2. Het is een ieder verboden een voertuig te besturen, als bestuurder te doen besturen of als begeleider op te treden na zodanig gebruik van alcoholhoudende drank, dat:
a. het alcoholgehalte in zijn adem bij een onderzoek hoger blijkt te zijn dan 220 microgram alcohol per liter uitgeademde lucht, dan wel […]
3. In afwijking van het tweede lid is het de bestuurder van een motorrijtuig voor het besturen waarvan een rijbewijs is vereist, verboden dat motorrijtuig te besturen of als bestuurder te doen besturen na zodanig gebruik van alcoholhoudende drank, dat:
a. het alcoholgehalte van zijn adem bij een onderzoek hoger blijkt te zijn dan 88 microgram alcohol per liter uitgeademde lucht, dan wel […]
Artikel 130
1. Indien bij de bij algemene maatregel van bestuur aangewezen personen
een vermoedenbestaat dat de houder van een rijbewijs niet langer beschikt over de rijvaardigheid dan wel over de lichamelijke of geestelijke geschiktheid, vereist voor het besturen van een of meer categorieën van motorrijtuigen waarvoor dat rijbewijs is afgegeven, doen zij daarvan zo spoedig mogelijk schriftelijk mededeling aan het CBR onder vermelding van de feiten en omstandigheden die aan het vermoeden ten grondslag liggen. Bij ministeriële regeling worden de feiten en omstandigheden aangewezen die aan het vermoeden ten grondslag dienen te liggen en worden ter zake van de uitoefening van deze bevoegdheid nadere regels vastgesteld.
[…]
Artikel 131
1. Indien een schriftelijke mededeling als bedoeld in artikel 130, eerste lid, is gedaan, besluit het CBR in de bij ministeriële regeling aangegeven gevallen, respectievelijk tot:
a. oplegging van een educatieve maatregel ter bevordering van de rijvaardigheid of geschiktheid, of
b. een onderzoek naar de rijvaardigheid of de geschiktheid.

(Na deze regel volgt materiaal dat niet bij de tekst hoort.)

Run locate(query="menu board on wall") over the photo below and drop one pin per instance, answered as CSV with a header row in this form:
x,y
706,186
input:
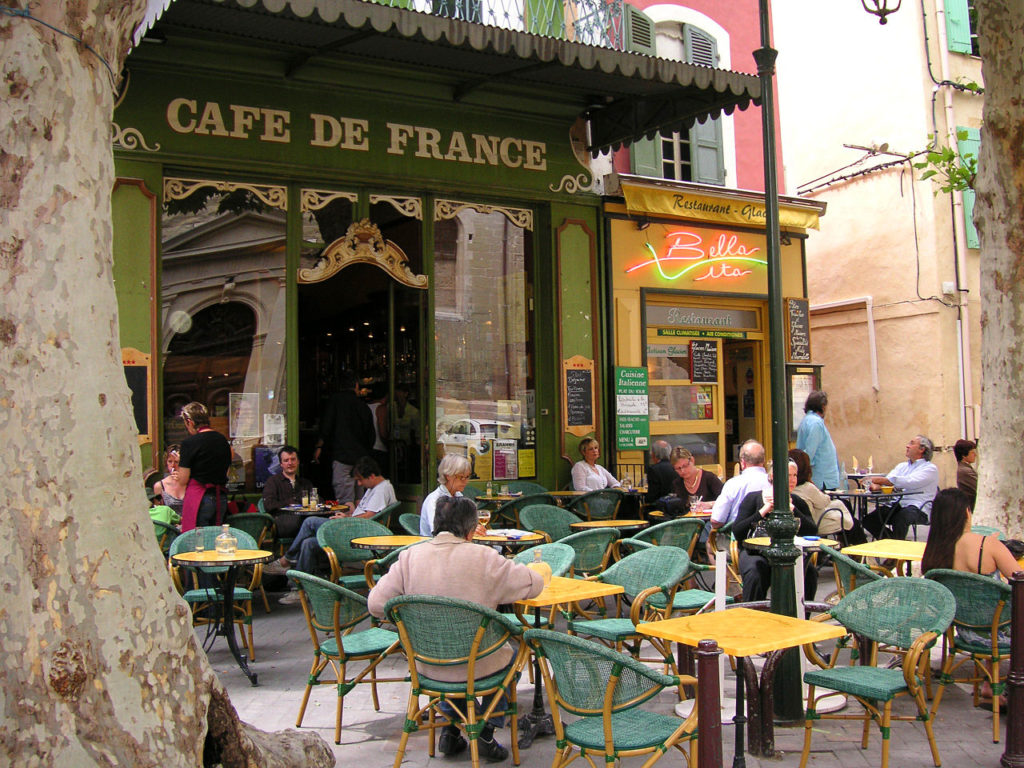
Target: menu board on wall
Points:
x,y
798,331
578,394
704,361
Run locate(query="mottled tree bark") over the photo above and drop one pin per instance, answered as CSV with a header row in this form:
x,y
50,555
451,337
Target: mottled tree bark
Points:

Het besluit wordt zo spoedig mogelijk, maar uiterlijk binnen vier weken na ontvangst van de mededeling, genomen.
[…]
Regeling maatregelen rijvaardigheid en geschiktheid 2011
Artikel 1
In deze regeling wordt verstaan onder:
ademalcoholgehalte: alcoholgehalte dat wrodt geconstateerd tijdens een onderzoek
als bedoeld in artikel 8 tweede lid, onderdeel a, of derde lid, onderdeel a, van de
wet;
[….]
Artikel 5
Een vordering tot overgifte van het rijbewijs, bedoeld in artikel 130, tweede lid, van de wet geschiedt in de volgende gevallen:
[…]
j. bij betrokkene wordt als bestuurder van een motorrijtuig een adem- of bloedalcoholgehalte geconstateerd dat gelijk is aan of hoger is dan 785 µg/l, respectievelijk 1,8‰;
Artikel 6
In de gevallen, bedoeld in artikel 5, schorst het CBR overeenkomstig artikel 131, tweede lid, onderdeel a, van de wet de geldigheid van het rijbewijs voor een of meer categorieën van motorrijtuigen, tenzij een educatieve maatregel als bedoeld in artikel 131, eerste lid, onderdeel a, van de wet wordt opgelegd of het CBR op grond van artikel 23, vierde of vijfde lid, afziet van het opleggen van een onderzoek.
Artikel 23
1. Het CBR besluit dat betrokkene zich dient te onderwerpen aan een onderzoek naar de geschiktheid, bedoeld in artikel 131, eerste lid, van de wet indien:
a. bij betrokkene een adem- of bloedalcoholgehalte is geconstateerd dat gelijk is aan of hoger is dan 785 µg/l, respectievelijk 1,8‰;
[…]

Voetnoten

1.Zie bijvoorbeeld de uitspraak van de Afdeling van 30 november 2022, ECLI:NL:RVS:2022:3489 (r.o, 6.2).
2.Vergelijk de uitspraken van de Afdeling van 24 april 2019, ECLI:NL:RVS:2019:1339 en van 13 september 2023, ECLI:NL:RVS:2023:3484.